I am trying to use map_partitions
with a function that depends implicitly on a large object. The code looks something like this:
big_array = np.array(...)
def do_something(partition):
# some operations involving partition and big_array
dask_dataframe.map_partitions(do_something)
I then get the following error:
Traceback (most recent call last):
File "/Users/wiebuschm/.pyenv/versions/3.8.5/lib/python3.8/site-packages/distributed/protocol/core.py", line 72, in dumps
frames[0] = msgpack.dumps(msg, default=_encode_default, use_bin_type=True)

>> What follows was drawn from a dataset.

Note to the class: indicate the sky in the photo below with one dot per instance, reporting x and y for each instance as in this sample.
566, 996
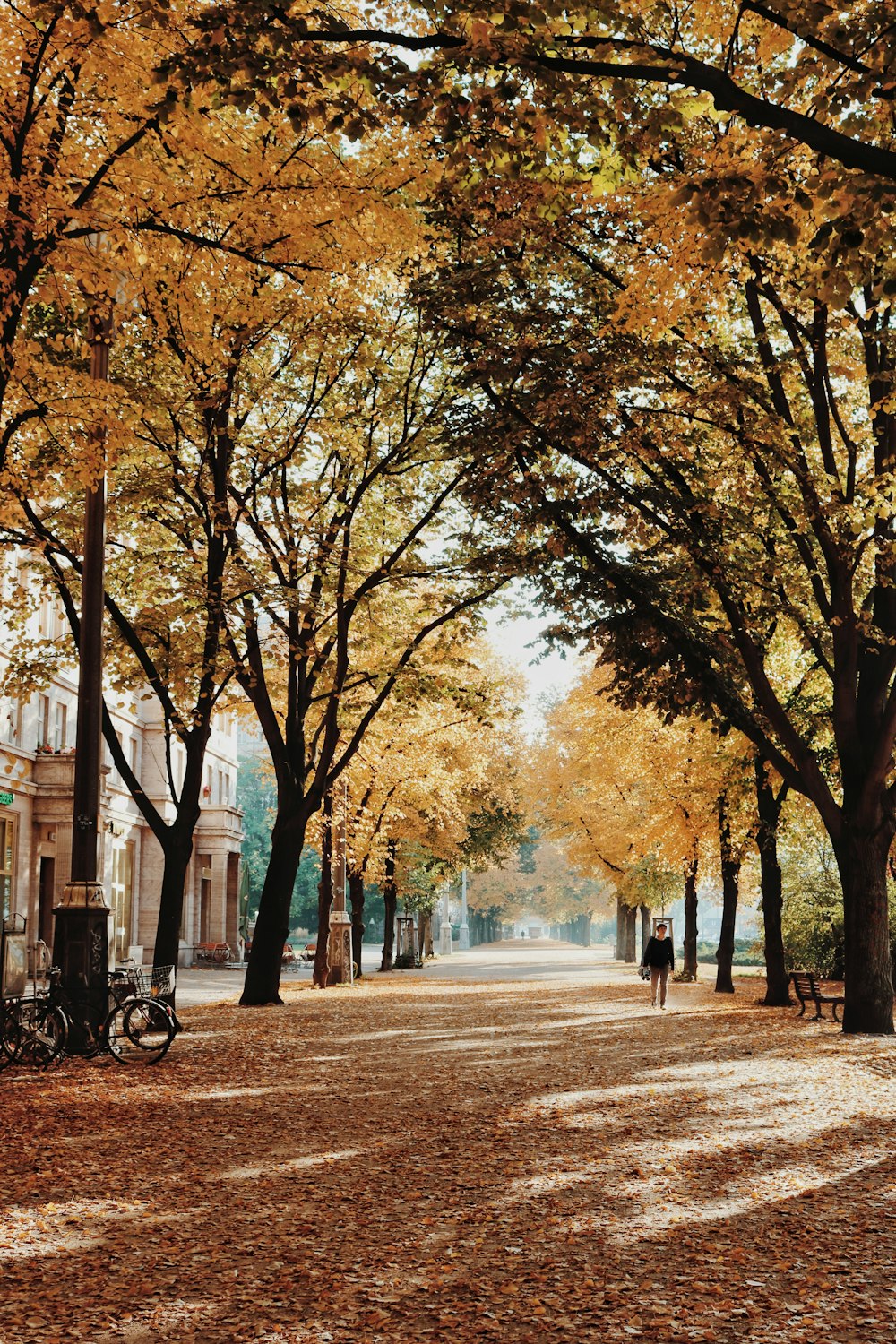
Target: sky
517, 640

File "/Users/wiebuschm/.pyenv/versions/3.8.5/lib/python3.8/site-packages/msgpack/__init__.py", line 35, in packb
return Packer(**kwargs).pack(o)
File "msgpack/_packer.pyx", line 286, in msgpack._cmsgpack.Packer.pack
File "msgpack/_packer.pyx", line 292, in msgpack._cmsgpack.Packer.pack
File "msgpack/_packer.pyx", line 289, in msgpack._cmsgpack.Packer.pack
File "msgpack/_packer.pyx", line 258, in msgpack._cmsgpack.Packer._pack
File "msgpack/_packer.pyx", line 225, in msgpack._cmsgpack.Packer._pack
File "msgpack/_packer.pyx", line 258, in msgpack._cmsgpack.Packer._pack
File "msgpack/_packer.pyx", line 196, in msgpack._cmsgpack.Packer._pack
ValueError: bytes object is too large
distributed.comm.utils - ERROR - bytes object is too large
Since big_array
somehow needs to be shipped to all the workers I'm willing to believe that we encounter some large bytes objects along the way. But what's the upper limit? And how can I increase it?
Since big_array somehow needs to be shipped to all the workers I'm willing to believe that we encounter some large bytes objects along the way.
Here is your clue - don't make large function definitions like this. You should use scatter
to move your array to the workers, if you cannot have them load the array.
def do_something(partition, big_array):
# some operations involving partition and big_array
array_on_workers = client.scatter(big_array)
dask_dataframe.map_partitions(do_something, array_on_workers)